Dutch Ministry of Finance Reports Breach Affecting Policy Department
Learn More
The Dutch Ministry of Finance (Ministerie van Financiën) reports a cybersecurity incident on March 23, 2026, involving unauthorized access to its internal infrastructure.
The breach was first detected on March 19, 2026, after a third-party alert triggered an internal investigation. The breach targeted systems within the ministry's policy department, disrupting the work of a portion of the staff.
After detection, the ministry immediately blocked access to the affected systems to contain the threat and prevent lateral movement. The organization is currently conducting a forensic analysis to determine how long the attackers remained undetected within the network.
The compromised data includes:
- Internal policy department records
- Employee work-related information
- Primary process system data
The nature of the attack and the number of affected individuals is not disclosed.
Officials confirmed that critical public-facing services, including the Tax and Customs Administration (Belastingdienst), Customs, and Benefits (Toeslagen), were not impacted by the breach.

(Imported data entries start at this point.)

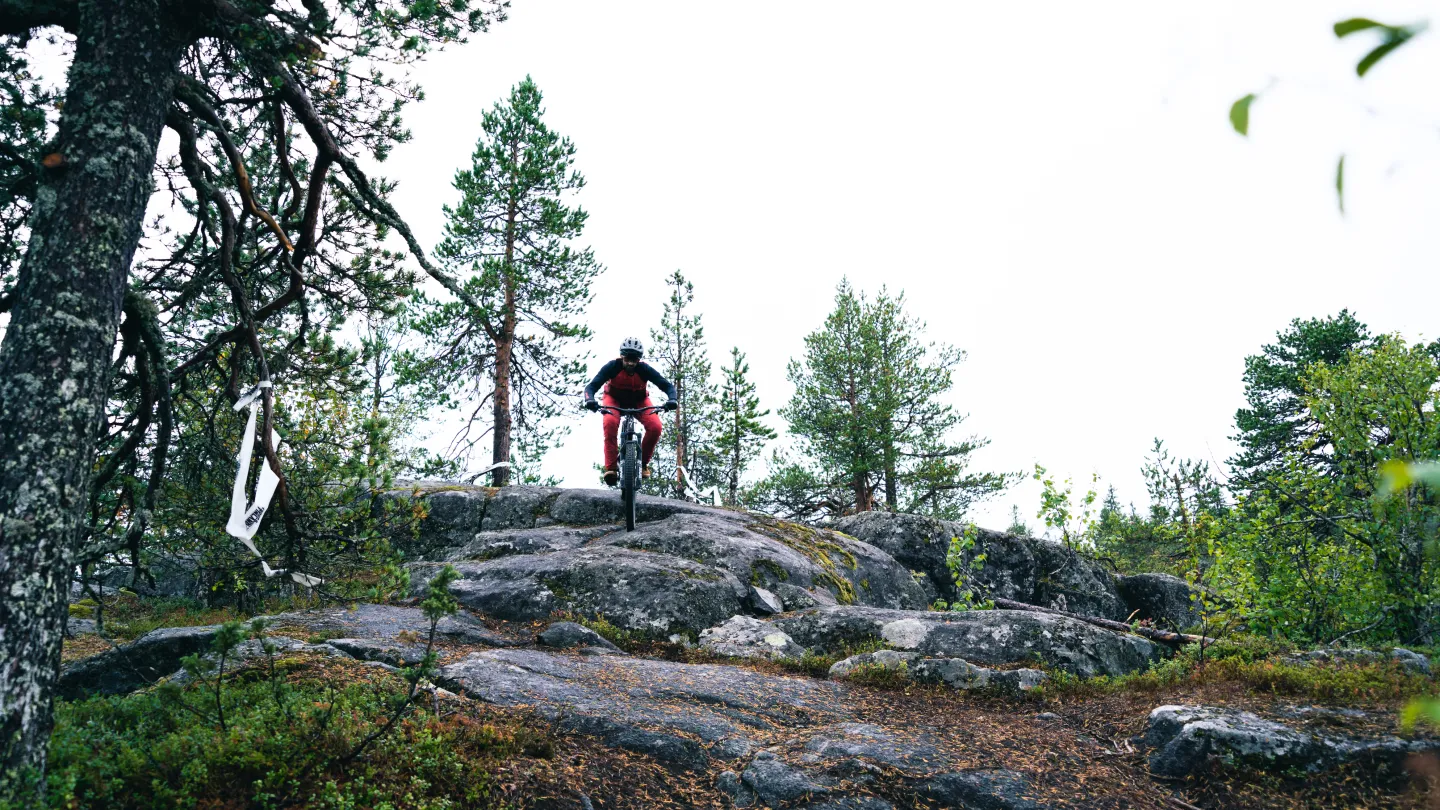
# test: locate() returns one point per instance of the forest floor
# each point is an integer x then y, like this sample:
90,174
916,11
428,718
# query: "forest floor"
1077,742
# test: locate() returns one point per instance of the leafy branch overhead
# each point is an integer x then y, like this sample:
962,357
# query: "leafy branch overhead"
1390,39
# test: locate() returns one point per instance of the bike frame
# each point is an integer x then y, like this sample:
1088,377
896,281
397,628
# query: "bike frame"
630,460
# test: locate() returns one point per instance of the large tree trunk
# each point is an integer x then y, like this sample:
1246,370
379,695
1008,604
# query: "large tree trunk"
56,353
506,348
504,355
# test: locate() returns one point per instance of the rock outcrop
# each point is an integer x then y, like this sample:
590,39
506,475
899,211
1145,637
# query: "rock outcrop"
1027,570
782,741
988,637
1185,738
527,552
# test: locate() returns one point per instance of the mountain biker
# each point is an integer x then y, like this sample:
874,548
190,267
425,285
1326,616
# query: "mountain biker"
624,379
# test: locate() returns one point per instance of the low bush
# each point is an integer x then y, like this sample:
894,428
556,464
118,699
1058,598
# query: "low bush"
1259,665
151,751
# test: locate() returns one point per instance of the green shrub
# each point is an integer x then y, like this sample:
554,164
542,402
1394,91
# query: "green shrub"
147,750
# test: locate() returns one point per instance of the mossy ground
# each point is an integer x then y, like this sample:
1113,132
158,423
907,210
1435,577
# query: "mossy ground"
140,751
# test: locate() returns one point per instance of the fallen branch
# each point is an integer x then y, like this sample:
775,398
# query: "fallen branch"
1109,624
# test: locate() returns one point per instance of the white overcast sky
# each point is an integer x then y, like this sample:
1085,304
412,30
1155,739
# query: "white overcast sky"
1054,186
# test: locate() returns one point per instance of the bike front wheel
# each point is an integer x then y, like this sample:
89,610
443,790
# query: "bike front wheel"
628,505
630,482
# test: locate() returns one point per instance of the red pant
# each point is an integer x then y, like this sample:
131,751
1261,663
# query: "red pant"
612,430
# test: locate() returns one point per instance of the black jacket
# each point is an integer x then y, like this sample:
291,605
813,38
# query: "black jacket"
644,369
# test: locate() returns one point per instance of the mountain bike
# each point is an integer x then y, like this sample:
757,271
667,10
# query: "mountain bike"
630,457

The ministry is working with national cybersecurity authorities to investigate the scope of the incident and has reported the matter to the relevant data protection regulators.
Update - due to this incident the Dutch Ministry of Finance took systems offline, including its treasury banking portal serving around 1,600 public institutions.
This breach occurs in the context of increasing cyber threats against the Netherlands, such as the 2024 state-actor attack on the Dutch police. The ministry has directed staff to follow internal security protocols while the investigation continues.